The following detailed visualization of the nanobubbles was carried out by atomic force microscopy, as well as scanning electron microscopy, transmission electron microscopy and phase-contrast light microscopy. Again, atomic force microscopy revealed clear differences between shell and core. Scanning electron microscopy showed toroidal structures, due to implosion of the particles during sample preparation under vacuum. This confirmed the presence of gas inside the nanobubbles. Transmission electron microscopy clearly showed surfactant-coated structures in the range of about 250nm. Light microscopy was used as a final visualization technique.
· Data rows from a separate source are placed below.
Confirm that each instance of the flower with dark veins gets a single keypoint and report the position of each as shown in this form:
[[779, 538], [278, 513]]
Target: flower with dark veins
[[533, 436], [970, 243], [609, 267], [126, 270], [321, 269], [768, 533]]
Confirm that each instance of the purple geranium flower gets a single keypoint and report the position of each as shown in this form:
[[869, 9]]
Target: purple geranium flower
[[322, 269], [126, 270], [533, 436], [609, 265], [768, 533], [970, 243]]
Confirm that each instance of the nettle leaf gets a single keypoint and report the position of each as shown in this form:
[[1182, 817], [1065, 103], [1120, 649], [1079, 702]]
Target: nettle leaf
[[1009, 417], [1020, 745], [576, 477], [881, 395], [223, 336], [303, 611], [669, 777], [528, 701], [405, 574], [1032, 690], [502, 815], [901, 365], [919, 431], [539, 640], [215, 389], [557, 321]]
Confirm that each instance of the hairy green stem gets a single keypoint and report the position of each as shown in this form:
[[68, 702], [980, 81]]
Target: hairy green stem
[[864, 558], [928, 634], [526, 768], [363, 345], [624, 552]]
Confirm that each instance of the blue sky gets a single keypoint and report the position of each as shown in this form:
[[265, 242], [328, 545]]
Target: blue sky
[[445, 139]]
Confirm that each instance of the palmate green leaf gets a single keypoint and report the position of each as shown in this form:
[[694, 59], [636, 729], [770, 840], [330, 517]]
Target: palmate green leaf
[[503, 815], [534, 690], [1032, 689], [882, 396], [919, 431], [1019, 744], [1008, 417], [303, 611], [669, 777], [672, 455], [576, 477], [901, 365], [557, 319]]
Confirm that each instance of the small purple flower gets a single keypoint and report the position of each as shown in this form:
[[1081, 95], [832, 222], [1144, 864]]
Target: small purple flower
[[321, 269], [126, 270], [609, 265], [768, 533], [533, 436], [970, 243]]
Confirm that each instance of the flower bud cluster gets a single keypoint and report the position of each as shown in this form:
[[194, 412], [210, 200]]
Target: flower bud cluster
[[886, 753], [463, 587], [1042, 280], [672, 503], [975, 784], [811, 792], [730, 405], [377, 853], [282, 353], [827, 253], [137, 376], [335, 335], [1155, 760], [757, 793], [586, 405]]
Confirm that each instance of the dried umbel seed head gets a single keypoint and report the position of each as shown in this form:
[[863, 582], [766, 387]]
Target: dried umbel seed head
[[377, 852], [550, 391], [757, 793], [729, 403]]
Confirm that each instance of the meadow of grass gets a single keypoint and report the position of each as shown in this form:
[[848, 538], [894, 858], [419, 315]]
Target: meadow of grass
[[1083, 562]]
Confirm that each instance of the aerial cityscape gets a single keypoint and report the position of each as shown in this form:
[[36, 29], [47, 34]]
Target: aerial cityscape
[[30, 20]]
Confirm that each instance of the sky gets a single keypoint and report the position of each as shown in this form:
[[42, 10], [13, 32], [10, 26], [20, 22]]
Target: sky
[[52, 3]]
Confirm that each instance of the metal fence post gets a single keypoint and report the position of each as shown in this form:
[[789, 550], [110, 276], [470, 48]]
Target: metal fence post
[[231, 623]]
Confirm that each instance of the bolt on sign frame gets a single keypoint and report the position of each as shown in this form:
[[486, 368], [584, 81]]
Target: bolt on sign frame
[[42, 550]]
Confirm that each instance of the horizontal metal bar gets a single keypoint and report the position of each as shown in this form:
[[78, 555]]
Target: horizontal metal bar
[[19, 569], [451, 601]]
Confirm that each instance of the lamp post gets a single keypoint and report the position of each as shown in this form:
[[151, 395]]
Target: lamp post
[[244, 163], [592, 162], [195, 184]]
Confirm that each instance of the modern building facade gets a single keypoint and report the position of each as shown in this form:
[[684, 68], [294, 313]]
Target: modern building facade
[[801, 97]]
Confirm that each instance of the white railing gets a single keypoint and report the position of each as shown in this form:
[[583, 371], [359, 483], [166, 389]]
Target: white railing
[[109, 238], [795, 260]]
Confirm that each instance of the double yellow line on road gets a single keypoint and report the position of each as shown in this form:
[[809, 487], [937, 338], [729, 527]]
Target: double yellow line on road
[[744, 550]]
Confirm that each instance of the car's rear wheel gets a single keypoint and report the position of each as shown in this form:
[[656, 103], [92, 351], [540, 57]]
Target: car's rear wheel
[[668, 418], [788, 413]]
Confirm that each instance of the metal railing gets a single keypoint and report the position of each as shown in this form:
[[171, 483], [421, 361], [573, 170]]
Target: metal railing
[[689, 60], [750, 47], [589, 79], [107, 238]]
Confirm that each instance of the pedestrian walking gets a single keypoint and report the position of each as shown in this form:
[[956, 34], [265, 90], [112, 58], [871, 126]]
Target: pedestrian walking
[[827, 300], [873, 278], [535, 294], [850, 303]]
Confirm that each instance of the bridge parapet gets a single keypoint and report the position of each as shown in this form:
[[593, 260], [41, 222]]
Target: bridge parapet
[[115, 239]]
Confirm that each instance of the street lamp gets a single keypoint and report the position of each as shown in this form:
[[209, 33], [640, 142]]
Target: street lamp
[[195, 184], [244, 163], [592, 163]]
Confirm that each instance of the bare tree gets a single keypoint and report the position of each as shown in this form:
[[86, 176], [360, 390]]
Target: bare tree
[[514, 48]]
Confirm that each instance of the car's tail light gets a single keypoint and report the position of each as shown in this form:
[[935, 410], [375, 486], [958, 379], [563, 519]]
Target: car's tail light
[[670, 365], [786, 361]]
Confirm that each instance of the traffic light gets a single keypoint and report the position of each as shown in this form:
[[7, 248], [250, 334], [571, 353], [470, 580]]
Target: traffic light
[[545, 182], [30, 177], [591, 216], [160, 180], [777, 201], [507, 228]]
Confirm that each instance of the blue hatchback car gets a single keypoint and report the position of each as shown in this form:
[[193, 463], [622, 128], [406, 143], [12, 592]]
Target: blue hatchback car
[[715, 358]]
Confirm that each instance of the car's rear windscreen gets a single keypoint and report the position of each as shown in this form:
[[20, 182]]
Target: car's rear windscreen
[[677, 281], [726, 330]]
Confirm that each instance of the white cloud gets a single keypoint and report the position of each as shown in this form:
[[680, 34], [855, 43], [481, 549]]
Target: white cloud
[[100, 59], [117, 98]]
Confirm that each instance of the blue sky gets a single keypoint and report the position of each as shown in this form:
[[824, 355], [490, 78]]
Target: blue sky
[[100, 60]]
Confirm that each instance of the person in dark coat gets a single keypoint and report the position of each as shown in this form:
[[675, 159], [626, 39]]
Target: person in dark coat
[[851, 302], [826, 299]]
At this, a "glimmer" of the nanobubbles could be detected under the microscope, which indicates a phase, confirming the assumption of a gas-filled core. Biocompatibility testing was performed using the chorio-allantoic membrane model (CAM-Model) and MTT assay. The CAM model serves as an alternative to the animal model and showed no harmful effect on chicken embryos. On EDD 14 (Egg development day), i.e. four days after injection of the test solution, all chicken embryos survived. In the MTT assay, a cell survival rate of 99% could be observed from a particle concentration of 0.032g/l PBCA. The measurement of contrast enhancement was used to evaluate the effectiveness of the ultrasound contrast agent. For this purpose, the formulations were investigated in a custom build model and compared to the commercially used SonoVue®. The 2% Tween 80 formulation achieved the best contrast enhancement (46.56% ± 2.87% compared to SonoVue®). This relatively low value is nevertheless an excellent result considering the size and stability.
Imaging diagnostics is the most important tool detection and evaluating diseases. At the same time, it has become more and more important to reach specific targets. This defines new requirements to our existing contrast agents. This dissertation describes the preparation and characterization of a contrast agent, which copes with these new requirements and shows excellent biocompatibility.